Look at my files for the version with the extra info (bug not fixed).

[apie]

Maybe I should explain the formula:

The power from the wind is calculated as:

1/2 * efficiency * air-density * swept-area * v^3 (this comes from E=1/2 * m * v^2)

air density is equal to 1.22 kg/m^3.

I don't know where your constants (0.6125 and 1.91) come from.  Has it to do with empirical units?

Or I could be wrong, of course!  Can anyone else check too?

[apie]

Thanks for editing the excel sheet.  I will take a closer look in a minute, but I was too enthusiastic to reply, so I did this first.

I think the formula's are correct (but I could be wrong).

If you increase the efficiency, the power from the wind increases.  If you look at the graph you will see that it seems that the power of the generator decreases, but look at the values on the Y-axis: they have changed!  In fact the power from the wind has increased, but the generator is still the same.  So the power from the generator is lower with respect to the power from the wind.  I hope this clarifies it!

For the value of 'power from generator':

The power of the generator is at it's maximum when the load is equal to the internal resistance.  That means: if I have a generator with an open voltage 'voltage' and an internal resistance 'resistance'.  And if I put a load with 'resistance' ohms, The current flowing through the load is equal to voltage / (2 * resistance).

Multiplying this with the voltage gives me the power.

[apie]

Thanks for the new version!

However I noticed a small error in cell E3.  The area is equal to Pi*radius*radius (not diameter).

But this illustrates the need for this in the spread-sheet.  Thanks!

[wind4Reg]

Hi apie, here is where my constants come from

Air Density Factor = 0.6125 (Based on an air density of 1.225 kg/m3)

Energy Pattern Factor = 1.91 (Rayleigh distribution)

When these two are multiplied together together it comes to 1.17 which is an attempt at a closer value than the standard 1.22. That is fine, I wouldn't split hairs over .05 difference in our air density numbers. The real question is where the 1/2 comes from at the beginning of your equation which is essentially cutting the power in the wind in half right from the start for some reason. My question was why do you cut the power in the wind in half by multiplying it by 1/2 at the beginning. You said your formula comes from E=1/2 * m * v^2 and have tried to find that formula using Google but can't get any results in English. What is that formula (E=1/2 * m * v^2) for? It seems like it must be for something else since the v is squared instead of cubed and the m looks like it represents mass instead of air density.

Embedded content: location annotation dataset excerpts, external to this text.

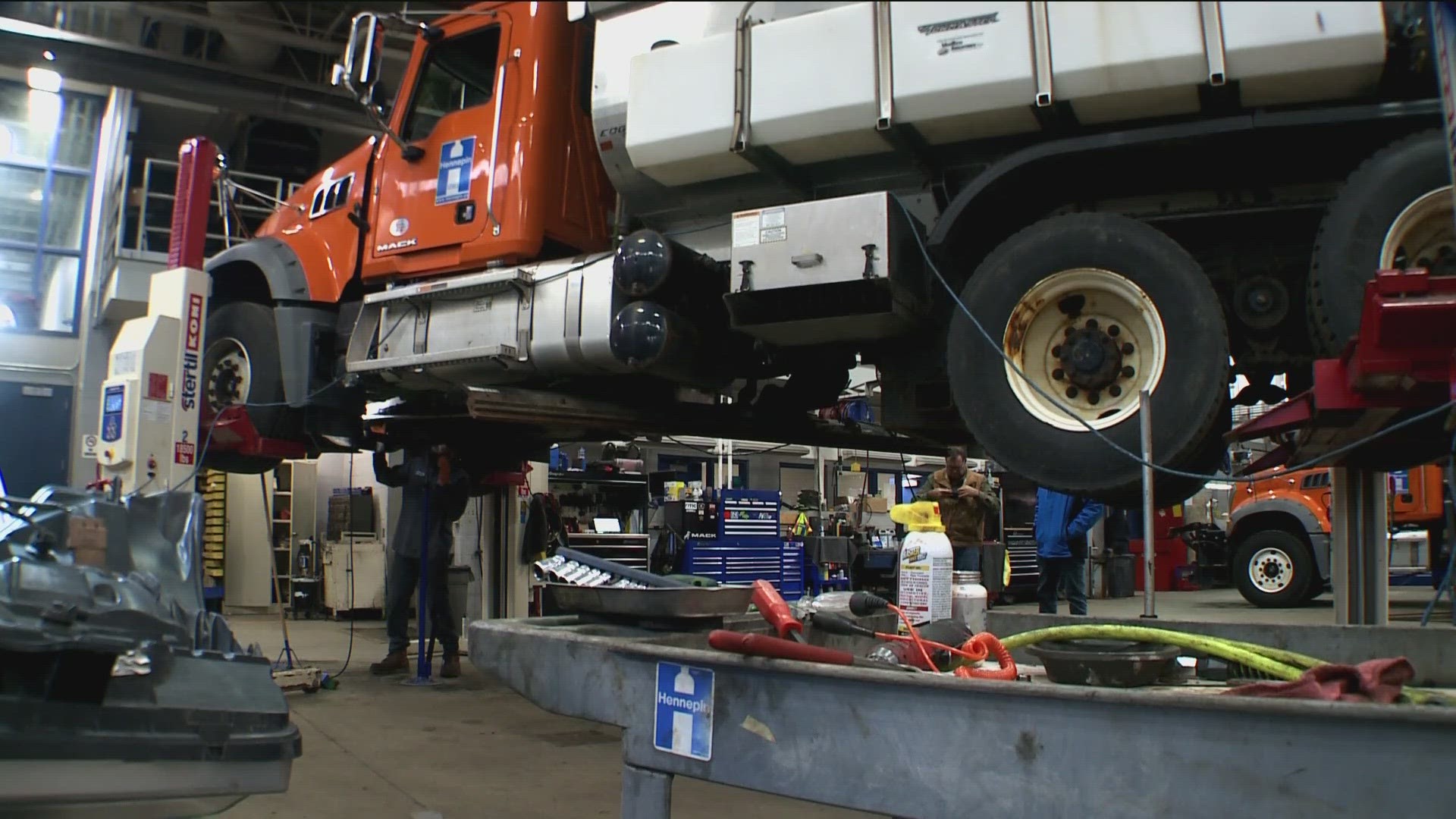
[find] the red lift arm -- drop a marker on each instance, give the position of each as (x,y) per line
(1401,365)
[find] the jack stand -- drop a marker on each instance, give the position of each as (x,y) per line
(1359,556)
(287,657)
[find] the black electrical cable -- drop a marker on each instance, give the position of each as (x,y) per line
(736,450)
(1451,526)
(1117,447)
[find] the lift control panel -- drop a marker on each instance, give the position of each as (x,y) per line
(153,388)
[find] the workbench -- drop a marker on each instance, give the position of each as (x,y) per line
(930,745)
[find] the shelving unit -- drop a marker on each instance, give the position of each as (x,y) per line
(615,496)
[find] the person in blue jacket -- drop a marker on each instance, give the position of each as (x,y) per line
(1062,548)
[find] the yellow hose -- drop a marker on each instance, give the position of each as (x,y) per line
(1274,662)
(1215,646)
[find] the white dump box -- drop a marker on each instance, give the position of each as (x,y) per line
(965,71)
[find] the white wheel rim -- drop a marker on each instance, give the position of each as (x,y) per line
(1424,235)
(1272,570)
(231,378)
(1125,333)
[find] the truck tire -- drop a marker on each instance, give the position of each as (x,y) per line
(1274,569)
(1394,212)
(1092,308)
(240,365)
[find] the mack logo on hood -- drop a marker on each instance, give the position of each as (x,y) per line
(402,243)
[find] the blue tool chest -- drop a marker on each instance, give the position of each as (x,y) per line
(747,545)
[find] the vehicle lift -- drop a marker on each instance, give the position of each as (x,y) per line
(1397,375)
(937,746)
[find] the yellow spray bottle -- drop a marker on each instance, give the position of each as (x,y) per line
(925,563)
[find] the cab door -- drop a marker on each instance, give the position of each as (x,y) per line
(431,197)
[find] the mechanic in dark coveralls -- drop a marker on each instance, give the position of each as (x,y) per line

The formulas I have from Paul Gipe's wind power book do not cut the power in half when calculating the power in the wind. All I really wanted to do was get to the bottom of why there are two different formulas for the same thing and which one is the right one? It is pretty bad if we don't have a standard formula for calculating the power in the wind for a given swept area, at a given windspeed, at a specific efficiency.

Don't get me wrong, I am not saying the formula I have is the right one, it just seems like there are two formulas out there for the same thing, and if your's is correct then that drastically lowers the power output that one can expect from a wind turbine.

wind4Reg

[The Crazy Noob]

oops, overlooked that, it's corrected now.

[apie]

wind4Reg, the formula I gave is that of kinetic energy.  My physic books tell me that kinetic energy of a moving mass is equal to 1/2 m v^2.

In this case, air is moving.  That means we have to know the mass of air that is moving through the wind-turbine in one second (as we want power = energy/second).  That is equal to the volume of the air times air density.  The volume of the air passing through the turbine in one second is equal to the swept-area times the speed of the wind (v).

If you combine all this, you get:

 power = 1/2 * mass * v^2 = 1/2 * density * volume * v^2 = 1/2 * density * area * v * v^2 = 1/2 * density * area * v^3

I hope this clarifies my formula.  I must say, I still don't get yours though.  What is 'Rayleigh distribution'?